Openstack Requirements

  • This guide was written for Ubuntu 12.04
  • All dependencies will be downloaded for the Ubuntu repository.

Image requirements

  • Currently, nova images must meet the following requirements for GRAM:
    1. Must have the following packages installed:
      • cloud-utils
      • openssh-server
      • bash
      • apt

Configuration Overview

OpenStack and GRAM present software layers on top of rack hardware. It is expected that rack compute nodes are broken into two categories:

  • Controller Node: The central management and coordination point for OpenStack and Gram operations and services. There is one of these per rack.
  • Compute Node: The resource from which VM's and network connections are sliced and allocated on requrest. There are many of these per rack.
  • OpenStack and GRAM require establishing four distinct networks among the different nodes of the rack:
    • Control Network: The network over which OpenFlow and GRAM commands flow between control and compute nodes. This network is NOT OpenFlow controlled and has internal IP addresses for all nodes.
    • Data Network: The allocated network and associated interfaces between created VM's representing the requested compute/network resource topology. This network IS OpenFlow controlled.
    • External Network: The network connecting the controller node to the external internet. The compute nodes may or may not also have externaly visible addresses on this network, for convenience.
    • Management Network: Enables SSH entry into and between created VM's. This network is NOT OpenFlow controlled and has internal IP addresses for all nodes.

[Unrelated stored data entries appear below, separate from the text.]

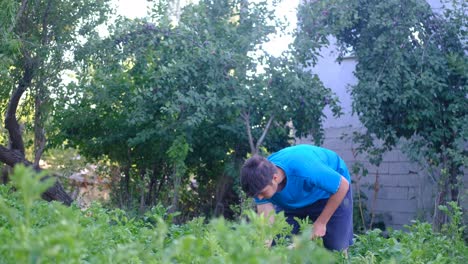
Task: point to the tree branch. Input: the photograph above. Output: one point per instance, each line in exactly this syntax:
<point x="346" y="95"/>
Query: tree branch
<point x="246" y="117"/>
<point x="11" y="123"/>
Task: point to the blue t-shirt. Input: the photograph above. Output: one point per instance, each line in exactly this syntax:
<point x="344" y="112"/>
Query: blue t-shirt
<point x="312" y="173"/>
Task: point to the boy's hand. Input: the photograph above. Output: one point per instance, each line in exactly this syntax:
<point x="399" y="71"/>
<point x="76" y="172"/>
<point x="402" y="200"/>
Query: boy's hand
<point x="318" y="230"/>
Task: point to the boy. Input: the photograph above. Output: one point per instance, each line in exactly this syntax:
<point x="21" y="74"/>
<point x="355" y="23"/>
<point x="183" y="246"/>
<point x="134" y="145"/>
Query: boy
<point x="304" y="180"/>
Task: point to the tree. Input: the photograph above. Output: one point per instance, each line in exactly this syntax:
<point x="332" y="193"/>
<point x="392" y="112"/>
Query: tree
<point x="37" y="36"/>
<point x="186" y="100"/>
<point x="412" y="77"/>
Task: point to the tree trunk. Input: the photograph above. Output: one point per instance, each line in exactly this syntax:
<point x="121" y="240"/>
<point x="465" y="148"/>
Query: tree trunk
<point x="221" y="189"/>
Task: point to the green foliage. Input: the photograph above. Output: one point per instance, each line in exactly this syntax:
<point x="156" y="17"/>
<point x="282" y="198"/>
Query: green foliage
<point x="418" y="244"/>
<point x="153" y="86"/>
<point x="412" y="77"/>
<point x="34" y="231"/>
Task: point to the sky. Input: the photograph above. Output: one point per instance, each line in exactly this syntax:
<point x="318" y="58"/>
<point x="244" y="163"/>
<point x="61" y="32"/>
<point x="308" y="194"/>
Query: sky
<point x="278" y="44"/>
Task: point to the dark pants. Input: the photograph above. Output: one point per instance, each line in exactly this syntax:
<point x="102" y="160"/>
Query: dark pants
<point x="339" y="234"/>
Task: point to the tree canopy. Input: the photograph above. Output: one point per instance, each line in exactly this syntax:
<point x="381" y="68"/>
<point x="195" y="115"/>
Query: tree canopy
<point x="411" y="71"/>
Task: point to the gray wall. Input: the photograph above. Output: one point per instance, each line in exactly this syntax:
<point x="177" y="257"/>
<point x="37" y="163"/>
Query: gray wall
<point x="404" y="190"/>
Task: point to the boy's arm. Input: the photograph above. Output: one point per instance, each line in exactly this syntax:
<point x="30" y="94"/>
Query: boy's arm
<point x="320" y="225"/>
<point x="266" y="209"/>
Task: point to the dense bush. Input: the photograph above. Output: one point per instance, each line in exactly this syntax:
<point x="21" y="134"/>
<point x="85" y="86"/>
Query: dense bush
<point x="34" y="231"/>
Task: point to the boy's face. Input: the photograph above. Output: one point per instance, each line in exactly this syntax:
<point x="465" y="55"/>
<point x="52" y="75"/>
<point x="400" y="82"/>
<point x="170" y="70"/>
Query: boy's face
<point x="269" y="190"/>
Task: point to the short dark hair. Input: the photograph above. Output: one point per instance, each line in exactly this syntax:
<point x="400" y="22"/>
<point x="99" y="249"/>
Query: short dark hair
<point x="256" y="173"/>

The mapping of the networks to interfaces is arbitrary and can be changed by the installer. For this document we assume the following convention:

  • eth0: Control network
  • eth1 : Data network
  • eth2 : External network
  • eth3 : Management network

The Controller node will have four interfaces, one for each of the above networks. The Compute nodes will have three (Control, Data and Management) with one (External) optional.

More details on the network configuration are provided in wiki:"ArchitectureDescription".

Network Configuration

The first step of OpenStack/Gram configuration is establishing the networks described above.

We need to define a range of VLAN's for the data network (say, 1000-2000) and separate VLANs for the external, control, and management networks (say, 5, 6, and 7) on the management switch. The external and control network ports should be configured untagged and the management port should be configured tagged.

The Control, External and Management networks are connected between the rack management switch and ethernet interfaces on the Controller or Compute nodes.

The Data network is connected between the rack OpenFlow switch and an ethernet interface on the Control and Compute nodes.

No image "GRAMSwitchDiag.jpg" attached to GENIRacksHome/OpenGENIRacks/InstallationGuideGrizzlyOffline

OpenFlow Switch for the Data Network

The ports on the OpenFlow switch to which data network interfaces have been connected need to be configured to trunk the VLANs of the data network. How this is done varies from switch to switch but typical commands look something like

conf t
  vlan <vlanid>
    tagged <ports>
    exit
  exit
write memory

On the OpenFlow switch, for each VLAN used in the data network (1000-2000), set the controller to point to the VMOC running on the control node. The command will vary from switch to switch but this is typical:

conf t
  vlan <vlanid>
    openflow controller tcp:<controller_addr>:6633 enable
    openflow fail-secure on
    exit
  exit
write memory

For the Dell Force 10 switch, The following lines set up the vlan trunking in the data network, and sets up the default openflow controller on the VMOC.

!
interface Vlan 1001 of-instance 1
 no ip address
 tagged TenGigabitEthernet 0/0-2
 no shutdown
!
.........
!
openflow of-instance 1
 controller 1 128.89.72.112  tcp
 flow-map l2 enable
 flow-map l3 enable
 interface-type vlan
 multiple-fwd-table enable
 no shutdown
!

The above snippet assumes that the controller node, running VMOC, is at 128.89.72.112

For a sample configuration file for the Dell Force10, see attachment:force10-running

Management Switch =

The ports on the management switch to which management network interfaces have been connected need to be configured to trunk the VLAN of the management network. How this is done varies from switch to switch, but typical commands look something like:

conf t
  int gi0/1/3
  switchport mode trunk
  switchport trunk native vlan 1
  switchport trunk allowed vlan add 7
  no shutdown
  end
write memory

Here is a config file for a Dell Powerconnect 7048: attachment:powerconnect-running. We use VLAN 200, 300 and 2500 for the control plane, management plane and external network respectively.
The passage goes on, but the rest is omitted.